Personal information
- Full name: Sidney Macdonald Bishop
- Date of birth: 10 February 1900
- Place of birth: Stepney, England
- Date of death: 4 May 1949 (aged 49)
- Place of death: Fulham, England
- Height: 5 ft 11 in (1.80 m)
- Position: Left half

Youth career
- Ilford

Senior career*
- Years: Team / Apps / (Gls)
- –1920: Crystal Palace
- 1920–1926: West Ham United / 159 / (10)
- 1926–1928: Leicester City / 49 / (7)
- 1928–1933: Chelsea / 103 / (5)

International career
- 1927: England / 4 / (1)

= Sid Bishop (footballer, born 1900) =

English footballer

Sidney Macdonald Bishop (10 February 1900 – 4 May 1949) was an English footballer whose main position was right-sided half-back, although he also sometimes played as an inside forward.

==Career==
Bishop began his days as a footballer playing for London Schools, as well as playing Air Force Football during the First World War.

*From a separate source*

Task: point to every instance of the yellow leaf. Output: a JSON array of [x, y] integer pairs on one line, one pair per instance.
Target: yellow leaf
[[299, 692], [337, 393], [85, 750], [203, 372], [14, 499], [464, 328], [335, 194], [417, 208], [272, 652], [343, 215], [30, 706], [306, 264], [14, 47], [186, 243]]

Bishop continued his career at Ilford, before moving on to Crystal Palace.

Bishop transferred to West Ham United in 1920 and was part of the West Ham team that won promotion to the First Division and also appeared in the famous White Horse Final, the first FA Cup final at the brand new Wembley Stadium, during the 1922–23 season.

He played for them until November 1926, making 172 appearances and netting 10 goals. He became known affectionately by the fans of West Ham as Sticks.

Bishop went on to play club football for Leicester City where he gained England international recognition, winning four caps, the first of them against Scotland on 2 April 1927 (in a later era he might have played for Scotland, as his mother was from Aberdeenshire). He also scored one goal for England in the 86th minute of a match against Luxembourg on 21 May 1927 which England won 5–2.

He moved to Chelsea in June 1928 for £4,500 and made over 100 appearances for the club before retiring in May 1933.